In acknowledging the cooperation that CVS has provided to law enforcement during the investigation of this matter, U.S. Attorney Fein said “All health care providers and pharmacists must remain vigilant for signs of illegal acts involving prescription drugs and promptly notify law enforcement of such activity.”
In recent months, more than 40 individuals have been charged with various federal offenses as part of the U.S. Attorney’s Office’s expanded effort in combating the illegal trafficking of prescription drugs. In September 2011, as a result of Operation Blue Coast, 18 individuals, including three Transportation Security Administration officers and two law enforcement officers, were charged for their alleged involvement in a conspiracy to distribute oxycodone, a potent and highly-addictive prescription narcotic. In April 2011, 13 individuals were arrested as part of Operation Big Blue, a long-term wiretap investigation into a New Haven-area prescription narcotics trafficking ring.

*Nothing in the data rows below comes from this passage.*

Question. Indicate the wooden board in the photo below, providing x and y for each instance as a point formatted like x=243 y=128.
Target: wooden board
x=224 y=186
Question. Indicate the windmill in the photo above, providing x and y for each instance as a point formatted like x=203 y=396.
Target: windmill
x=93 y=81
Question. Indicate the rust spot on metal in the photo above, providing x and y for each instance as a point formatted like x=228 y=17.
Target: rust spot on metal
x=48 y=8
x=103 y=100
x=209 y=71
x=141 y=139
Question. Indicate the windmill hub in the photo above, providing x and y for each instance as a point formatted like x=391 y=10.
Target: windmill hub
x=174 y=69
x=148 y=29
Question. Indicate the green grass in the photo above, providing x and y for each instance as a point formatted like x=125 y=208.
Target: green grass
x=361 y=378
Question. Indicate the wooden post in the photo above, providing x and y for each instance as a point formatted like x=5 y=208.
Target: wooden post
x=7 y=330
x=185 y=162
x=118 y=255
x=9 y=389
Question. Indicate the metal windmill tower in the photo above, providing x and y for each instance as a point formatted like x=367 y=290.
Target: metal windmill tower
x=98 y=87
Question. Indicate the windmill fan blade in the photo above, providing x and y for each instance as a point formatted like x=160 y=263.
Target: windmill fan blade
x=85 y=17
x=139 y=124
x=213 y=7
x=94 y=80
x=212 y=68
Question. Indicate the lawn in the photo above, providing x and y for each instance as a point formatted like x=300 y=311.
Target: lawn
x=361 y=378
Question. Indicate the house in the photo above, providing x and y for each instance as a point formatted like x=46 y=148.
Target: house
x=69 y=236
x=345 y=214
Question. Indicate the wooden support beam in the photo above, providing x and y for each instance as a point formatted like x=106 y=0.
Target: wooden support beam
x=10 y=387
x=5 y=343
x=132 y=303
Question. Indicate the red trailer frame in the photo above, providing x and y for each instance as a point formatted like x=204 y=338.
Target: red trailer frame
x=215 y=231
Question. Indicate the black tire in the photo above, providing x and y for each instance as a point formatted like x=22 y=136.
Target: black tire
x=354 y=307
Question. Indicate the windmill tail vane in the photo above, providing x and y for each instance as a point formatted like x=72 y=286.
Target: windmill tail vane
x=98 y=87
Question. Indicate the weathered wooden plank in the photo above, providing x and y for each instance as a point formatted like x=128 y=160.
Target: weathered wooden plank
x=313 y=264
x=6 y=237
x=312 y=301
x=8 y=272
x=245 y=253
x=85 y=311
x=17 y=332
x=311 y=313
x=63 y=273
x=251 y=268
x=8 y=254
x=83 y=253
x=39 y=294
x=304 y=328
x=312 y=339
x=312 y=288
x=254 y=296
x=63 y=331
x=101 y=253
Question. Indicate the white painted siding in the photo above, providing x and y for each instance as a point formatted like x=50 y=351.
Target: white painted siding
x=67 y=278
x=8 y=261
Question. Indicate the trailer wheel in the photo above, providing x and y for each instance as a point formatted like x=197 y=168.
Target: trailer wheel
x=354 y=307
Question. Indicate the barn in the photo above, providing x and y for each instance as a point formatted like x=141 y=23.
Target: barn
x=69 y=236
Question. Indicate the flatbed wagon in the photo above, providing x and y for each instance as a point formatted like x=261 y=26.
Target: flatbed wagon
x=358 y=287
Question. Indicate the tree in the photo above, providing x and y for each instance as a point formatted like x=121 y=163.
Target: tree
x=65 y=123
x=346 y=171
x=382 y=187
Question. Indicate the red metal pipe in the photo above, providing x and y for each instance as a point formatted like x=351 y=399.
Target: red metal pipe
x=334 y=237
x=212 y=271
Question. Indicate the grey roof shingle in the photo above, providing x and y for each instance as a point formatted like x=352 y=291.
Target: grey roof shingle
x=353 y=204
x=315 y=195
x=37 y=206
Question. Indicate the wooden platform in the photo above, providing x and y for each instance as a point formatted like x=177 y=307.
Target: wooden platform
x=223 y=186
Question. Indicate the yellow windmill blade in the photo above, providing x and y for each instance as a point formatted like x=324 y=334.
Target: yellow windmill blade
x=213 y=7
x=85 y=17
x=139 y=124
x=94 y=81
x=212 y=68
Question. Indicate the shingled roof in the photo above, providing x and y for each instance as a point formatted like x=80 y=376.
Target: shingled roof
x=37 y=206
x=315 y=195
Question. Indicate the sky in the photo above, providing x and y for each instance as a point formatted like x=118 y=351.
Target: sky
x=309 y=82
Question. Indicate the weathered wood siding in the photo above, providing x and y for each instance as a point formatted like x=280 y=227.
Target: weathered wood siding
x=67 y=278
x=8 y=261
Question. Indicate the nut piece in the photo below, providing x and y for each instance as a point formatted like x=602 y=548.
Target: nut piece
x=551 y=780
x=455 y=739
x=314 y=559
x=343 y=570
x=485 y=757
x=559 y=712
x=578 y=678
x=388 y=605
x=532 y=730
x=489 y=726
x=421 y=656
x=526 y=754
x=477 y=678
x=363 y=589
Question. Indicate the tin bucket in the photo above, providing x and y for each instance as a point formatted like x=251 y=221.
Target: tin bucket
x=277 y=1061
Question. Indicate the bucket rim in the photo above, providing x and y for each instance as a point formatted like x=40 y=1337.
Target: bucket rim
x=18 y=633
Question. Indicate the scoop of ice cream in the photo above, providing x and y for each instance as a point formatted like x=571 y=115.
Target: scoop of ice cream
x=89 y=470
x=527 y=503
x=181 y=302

On August 30, 2011, a grand jury in Hartford returned an indictment charging William Fabrizio, 27, of Milford, Jonathan Cosgrove, 26, of Wallingford and Raymond Zona, 39, of Wallingford, each with one count of conspiracy to possess with the intent to distribute oxycodone. It is alleged that Fabrizio, while employed as a pharmacy technician at a Walgreens in North Haven, conspired with Cosgrove and Zona to fill 18 fraudulent prescriptions for oxycodone. This matter is being investigated by the Drug Enforcement Administration and the North Haven, Wallingford and Milford Police Departments.
U.S. Attorney Fein has assigned an Investigator from his office to assist with the coordination of prescription drug cases and to assist law enforcement agencies in preparing cases for prosecution.
Each of the four individuals arrested today faces a maximum term of imprisonment of ten years and a fine of up to $500,000 if convicted of possession with intent to distribute Schedule III prescription drugs, a maximum term of imprisonment of five years and a fine of up to $250,000 if convicted of possession of with intent to distribute Schedule IV prescription drugs, and a maximum term of imprisonment of four years and a fine of up to $250,000 if convicted of illegally obtaining controlled substances. This matter is being prosecuted by Assistant United States Attorney David Sheldon.